Cashman - via E-mail
A: Hey Cashman, the short answer to your question is… nobody! I’ve heard the best of these systems, and not one of them will do everything you are really looking for. While some of the systems in very high-end luxury cars are indeed getting better, they are still a long way from being competitive with good aftermarket gear, and that’s the simple truth. Excellent clarity can be had in the best of these systems, in cars typically costing upwards of $50K. You want good staging and imaging, but that is achieved through speaker placement, and no one is building cars with that goal in mind. And then you want some bump in the trunk, and very few OEM systems have any decent bass at all, and certainly not enough to roll the windows down and impress the ladies.

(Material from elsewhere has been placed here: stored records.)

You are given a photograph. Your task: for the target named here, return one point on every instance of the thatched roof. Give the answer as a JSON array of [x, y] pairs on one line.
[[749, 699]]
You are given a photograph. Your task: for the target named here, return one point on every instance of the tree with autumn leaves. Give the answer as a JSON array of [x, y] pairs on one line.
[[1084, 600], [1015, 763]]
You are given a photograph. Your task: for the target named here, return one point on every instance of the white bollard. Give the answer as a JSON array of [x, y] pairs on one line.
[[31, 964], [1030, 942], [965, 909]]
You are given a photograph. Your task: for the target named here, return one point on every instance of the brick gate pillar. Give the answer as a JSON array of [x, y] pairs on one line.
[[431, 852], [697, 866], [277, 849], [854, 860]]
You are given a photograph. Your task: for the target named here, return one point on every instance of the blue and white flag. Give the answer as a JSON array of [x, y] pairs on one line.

My advice to you, is to find a reputable, knowledgeable dealer, and explain what you want, and how you want to perform and look. Getting great sound isn’t all that complicated once you know the end goal, and have a budget. The cars warranty will not be voided by the installation of an aftermarket system, if it’s done properly by professionals. Before spending any money, ask to see similar cars they have done, or systems with similar design goals. Check out their work, and talk to the people who spent their money already. Then pick a good shop, and have fun designing your system with them. Thanks for reading and writing, and don’t rely on the OEM system for your tunes! Life’s too short!

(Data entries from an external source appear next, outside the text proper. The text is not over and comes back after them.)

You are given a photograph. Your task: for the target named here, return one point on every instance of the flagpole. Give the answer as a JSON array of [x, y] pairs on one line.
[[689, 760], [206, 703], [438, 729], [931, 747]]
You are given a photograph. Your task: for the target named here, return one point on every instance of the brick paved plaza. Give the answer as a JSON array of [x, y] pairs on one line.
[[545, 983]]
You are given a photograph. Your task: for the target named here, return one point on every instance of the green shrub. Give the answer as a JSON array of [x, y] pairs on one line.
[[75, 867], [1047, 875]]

Q: Dear Sir, I’m troubled by what appears to be a common problem in amplifier power ratings. I have an amplifier that is supposed to have 100 watts of power into 4 ohms. But then it also says that it has 180 watts of power into 2 ohms. I did the math, and one of these numbers has to be wrong. If it does 100 watts into 4 ohms, it should do 200 watts into 2 ohms, if my math is correct. Or if the 180 watts into 2 ohms is right, then isn’t the 4 ohm power only 90 watts? I’ve seen a lot of amps rated like this, and it’s really confusing! What gives?
Confused, Captain Calculator - via E-mail
A: Hello Confused, or is that Captain Confused? There is nothing wrong with your math, and there is actually nothing wrong with those specs either. The part you’re missing in the equation is the amplifiers output voltage drops at lower impedances, which is caused by an imperfect amplifier power supply, and inevitable internal losses. A theoretically perfect amplifier would follow your math exactly, but alas, that amp doesn’t exist. All electronics have some losses, and we have to deal with them until a room temperature superconducting material is developed.
What happens, is that when the amp is driving the 2 ohm load, the current requirements basically double in comparison to the 4 ohm load. This additional current makes the power supply work harder, the cars electrical system work harder, in fact every component from the alternator to the speakers has to work harder. Losses occur, and the result is a lower output voltage at the amplifier, which results in a bit lower output than the math would indicate. This is normal, and happens on all kinds of amplifiers, all the time. So don’t worry, the specs are real, and probably pretty accurate.